Researchers employed lock-in thermography, a technique involving laser heating and precise temperature tracking, to analyze how heat moved through the cracked samples. They found that smaller samples exhibited different thermal properties than those observed by the spacecraft on the asteroid itself. To bridge this gap, scientists utilized advanced imaging techniques at the NASA Johnson Space Center in Houston.
“The sample goes into its own ‘spacesuit,’ gets a CT scan, and then comes back to its pristine environment, all without having any exposure to the terrestrial environment,” explained Nicole Lunning, the lead OSIRIS-REx sample curator within the Astromaterials Research and Exploration Science division at NASA Johnson Space Center. “We can image right through these airtight containers to visualize the shape and internal structure of the rock that’s inside.”

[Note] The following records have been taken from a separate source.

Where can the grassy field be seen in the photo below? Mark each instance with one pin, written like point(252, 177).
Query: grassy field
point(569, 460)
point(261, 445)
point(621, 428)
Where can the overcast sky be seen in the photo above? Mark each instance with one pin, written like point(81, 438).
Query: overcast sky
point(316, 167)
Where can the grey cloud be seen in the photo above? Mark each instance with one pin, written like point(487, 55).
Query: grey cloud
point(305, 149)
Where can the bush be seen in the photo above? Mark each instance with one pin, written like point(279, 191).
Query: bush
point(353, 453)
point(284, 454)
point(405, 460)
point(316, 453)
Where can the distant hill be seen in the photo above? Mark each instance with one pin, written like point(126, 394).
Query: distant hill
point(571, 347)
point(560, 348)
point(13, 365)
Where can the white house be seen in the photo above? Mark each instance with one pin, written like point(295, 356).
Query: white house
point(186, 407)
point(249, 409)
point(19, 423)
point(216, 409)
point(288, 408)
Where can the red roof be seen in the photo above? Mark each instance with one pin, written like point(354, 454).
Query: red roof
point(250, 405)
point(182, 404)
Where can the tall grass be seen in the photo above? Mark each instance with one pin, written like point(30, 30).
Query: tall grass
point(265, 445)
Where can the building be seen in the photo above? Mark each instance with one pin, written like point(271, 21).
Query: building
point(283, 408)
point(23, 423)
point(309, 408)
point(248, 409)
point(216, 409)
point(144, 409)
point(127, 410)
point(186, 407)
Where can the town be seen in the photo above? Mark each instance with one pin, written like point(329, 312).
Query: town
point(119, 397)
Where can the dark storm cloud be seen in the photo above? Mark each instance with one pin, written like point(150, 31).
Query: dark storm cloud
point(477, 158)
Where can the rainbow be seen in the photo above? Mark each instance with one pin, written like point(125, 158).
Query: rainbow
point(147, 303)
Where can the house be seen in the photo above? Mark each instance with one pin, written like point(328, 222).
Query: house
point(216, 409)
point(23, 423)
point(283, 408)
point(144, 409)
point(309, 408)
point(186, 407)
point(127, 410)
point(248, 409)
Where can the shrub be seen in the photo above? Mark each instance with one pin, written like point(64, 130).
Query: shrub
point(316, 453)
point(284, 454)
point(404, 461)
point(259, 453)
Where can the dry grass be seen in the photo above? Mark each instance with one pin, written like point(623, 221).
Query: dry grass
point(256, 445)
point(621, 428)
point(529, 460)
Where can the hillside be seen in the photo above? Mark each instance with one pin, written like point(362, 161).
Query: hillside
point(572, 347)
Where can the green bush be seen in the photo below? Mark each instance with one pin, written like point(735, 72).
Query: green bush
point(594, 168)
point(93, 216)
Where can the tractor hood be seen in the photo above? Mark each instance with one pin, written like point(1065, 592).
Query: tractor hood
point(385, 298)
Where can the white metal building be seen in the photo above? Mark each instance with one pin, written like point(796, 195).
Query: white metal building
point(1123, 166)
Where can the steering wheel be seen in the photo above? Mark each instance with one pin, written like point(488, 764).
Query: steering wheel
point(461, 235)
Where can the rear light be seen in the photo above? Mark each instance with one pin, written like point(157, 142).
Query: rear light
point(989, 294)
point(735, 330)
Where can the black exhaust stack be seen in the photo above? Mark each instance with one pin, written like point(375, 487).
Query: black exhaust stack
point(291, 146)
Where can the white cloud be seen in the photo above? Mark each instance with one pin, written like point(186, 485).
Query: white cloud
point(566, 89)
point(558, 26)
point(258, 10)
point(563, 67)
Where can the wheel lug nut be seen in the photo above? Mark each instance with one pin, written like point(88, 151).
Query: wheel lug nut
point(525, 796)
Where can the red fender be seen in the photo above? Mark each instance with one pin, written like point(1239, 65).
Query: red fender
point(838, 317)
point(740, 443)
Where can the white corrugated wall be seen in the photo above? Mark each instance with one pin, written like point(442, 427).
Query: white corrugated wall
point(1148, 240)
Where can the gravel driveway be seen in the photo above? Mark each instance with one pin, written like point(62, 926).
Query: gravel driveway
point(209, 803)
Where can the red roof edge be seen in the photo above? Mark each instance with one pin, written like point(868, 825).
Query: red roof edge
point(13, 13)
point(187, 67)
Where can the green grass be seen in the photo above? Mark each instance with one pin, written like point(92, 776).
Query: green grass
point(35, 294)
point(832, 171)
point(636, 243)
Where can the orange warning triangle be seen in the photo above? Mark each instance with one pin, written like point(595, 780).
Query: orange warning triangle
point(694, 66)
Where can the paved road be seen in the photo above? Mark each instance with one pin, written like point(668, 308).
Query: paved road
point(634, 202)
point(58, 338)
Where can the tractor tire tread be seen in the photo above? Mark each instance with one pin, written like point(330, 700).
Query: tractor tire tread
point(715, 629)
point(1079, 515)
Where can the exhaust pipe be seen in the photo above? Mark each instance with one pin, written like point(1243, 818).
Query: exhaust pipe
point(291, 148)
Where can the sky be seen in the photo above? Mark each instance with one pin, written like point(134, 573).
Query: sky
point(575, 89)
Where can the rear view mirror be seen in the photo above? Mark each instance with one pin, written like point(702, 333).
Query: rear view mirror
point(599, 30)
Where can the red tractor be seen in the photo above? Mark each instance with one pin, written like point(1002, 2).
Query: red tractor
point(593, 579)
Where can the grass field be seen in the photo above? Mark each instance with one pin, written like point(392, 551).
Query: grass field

X-ray computed tomography scans revealed the intricate network of internal cracks in detail. Study co-author Scott Eckley explained that the technology allows researchers to visualize the inside of an object in three dimensions without causing damage. By scaling up their models to simulate heat flow through larger rocks, the team discovered that the cracks facilitated faster heat dissipation, explaining why Bennu’s surface behaved as if it were composed of finer material despite being covered in boulders.
“It turns out that they’re really cracked too, and that was the missing piece of the puzzle,” Ryan said.
This discovery has implications beyond Bennu, impacting how scientists interpret thermal data from asteroids. For years, thermal measurements have been used to infer asteroid surface characteristics. The recent understanding of the role of internal cracking suggests that these readings may be more nuanced than previously thought. Ron Ballouz, a scientist with the Johns Hopkins University Applied Physics Laboratory, stated that the work transforms how scientists interpret the structure of an asteroid based on its thermal properties as observed from Earth. “We can finally ground our understanding of telescope observations of the thermal properties of an asteroid through analyzing these samples from that very same asteroid,” Ballouz said.
The findings were published in the journal Nature Communications on March 20, 2026.